The days of getting news only in the newspaper are long gone.
In addition to delivering news via our website, timesfreepress.com, and our mobile app, the newspaper is sending out news via text messages.
Want to know what’s holding up traffic on Interstate 24 before you head home for the day? If your kid’s school has closed because it might snow? If Tennessee beat LSU?
These are the types of items we’ll send directly to your mobile phone.
If you sign up, we’ll send messages of up to 135 characters to your mobile phone with daily updates on weather, severe storms, school closings, bad traffic. You can also get breaking news and scores for favorite college and professional teams.
The updates come from 423706 — two area codes in the region the Times Free Press covers — and you can sign up for text updates at the Time Free Press website. You can select all topics or just one.
Texting is ubiquitous these days.
On Wednesday, a newsroom coworker texted me while sitting at his desk, which is about 30 feet from where I sit. Not long ago, someone texted me from across the room at a meeting.
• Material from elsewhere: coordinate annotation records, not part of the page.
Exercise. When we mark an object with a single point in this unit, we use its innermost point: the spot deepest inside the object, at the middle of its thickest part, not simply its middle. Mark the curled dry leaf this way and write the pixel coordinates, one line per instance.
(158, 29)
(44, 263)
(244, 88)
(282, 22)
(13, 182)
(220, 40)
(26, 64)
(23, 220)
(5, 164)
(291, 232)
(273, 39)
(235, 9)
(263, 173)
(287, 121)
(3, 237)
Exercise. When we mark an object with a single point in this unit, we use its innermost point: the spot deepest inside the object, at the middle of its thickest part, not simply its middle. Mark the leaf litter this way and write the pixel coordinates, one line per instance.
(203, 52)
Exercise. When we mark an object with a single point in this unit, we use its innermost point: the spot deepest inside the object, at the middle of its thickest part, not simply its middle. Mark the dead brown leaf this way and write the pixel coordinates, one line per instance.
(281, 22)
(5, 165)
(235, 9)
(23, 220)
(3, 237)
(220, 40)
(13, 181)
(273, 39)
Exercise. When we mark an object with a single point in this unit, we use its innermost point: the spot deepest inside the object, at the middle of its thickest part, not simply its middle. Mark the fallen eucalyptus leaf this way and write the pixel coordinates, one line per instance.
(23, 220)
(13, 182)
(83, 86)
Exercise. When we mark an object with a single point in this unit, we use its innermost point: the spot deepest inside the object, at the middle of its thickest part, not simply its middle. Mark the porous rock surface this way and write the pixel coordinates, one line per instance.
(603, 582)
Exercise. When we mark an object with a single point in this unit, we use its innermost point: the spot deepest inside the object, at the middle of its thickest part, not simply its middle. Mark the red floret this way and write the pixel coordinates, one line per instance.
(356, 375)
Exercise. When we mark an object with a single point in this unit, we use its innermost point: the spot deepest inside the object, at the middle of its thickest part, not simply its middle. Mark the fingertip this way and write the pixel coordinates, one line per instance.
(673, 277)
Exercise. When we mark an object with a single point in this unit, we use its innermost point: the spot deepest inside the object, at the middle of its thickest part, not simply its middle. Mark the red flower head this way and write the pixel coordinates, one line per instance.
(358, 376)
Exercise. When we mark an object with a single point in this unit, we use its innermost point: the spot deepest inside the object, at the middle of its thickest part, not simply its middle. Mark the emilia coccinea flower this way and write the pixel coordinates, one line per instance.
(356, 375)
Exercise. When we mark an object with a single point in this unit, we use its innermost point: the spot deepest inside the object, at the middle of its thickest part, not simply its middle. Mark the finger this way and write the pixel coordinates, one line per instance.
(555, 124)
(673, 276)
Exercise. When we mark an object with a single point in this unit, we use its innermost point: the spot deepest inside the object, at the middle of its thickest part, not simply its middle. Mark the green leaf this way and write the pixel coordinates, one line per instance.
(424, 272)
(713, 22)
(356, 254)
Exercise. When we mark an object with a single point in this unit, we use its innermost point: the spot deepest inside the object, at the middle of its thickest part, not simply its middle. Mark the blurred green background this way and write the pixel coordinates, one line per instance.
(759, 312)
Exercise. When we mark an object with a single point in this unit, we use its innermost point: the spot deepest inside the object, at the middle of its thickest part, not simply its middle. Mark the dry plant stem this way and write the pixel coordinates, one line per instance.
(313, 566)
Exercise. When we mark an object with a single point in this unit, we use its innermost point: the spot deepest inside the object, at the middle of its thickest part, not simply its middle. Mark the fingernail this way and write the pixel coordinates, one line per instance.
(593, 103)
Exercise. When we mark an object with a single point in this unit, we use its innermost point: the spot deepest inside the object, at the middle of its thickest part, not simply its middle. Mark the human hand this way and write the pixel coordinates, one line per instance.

When my text messaging service was dead for half a day, I felt horribly out of touch. While my reaction may have been somewhat overdramatic, it did make me think about how we’ve come to rely on the instant and informal method of communication.
A text message allows you to find out what happened fast and get back to whatever you’re doing. Our job at the newspaper is to disseminate information — whether it’s to your computer, your phone or your driveway.
A Verizon study a few years ago found that Tennessee is the
“textiest” state in the Southeast because its residents sent and received the most text messages per month, based on that company’s data.
The “Big City Wireless Use Study” placed Chattanooga as the third most texting Tennessee city, behind Nashville and Knoxville, with 408 million text messages from 2006 to 2008. In that time period, text messaging in Tennessee grew by 520 percent, the study found.
No doubt the number of Tennessee and Georgia texters has jumped even higher since then.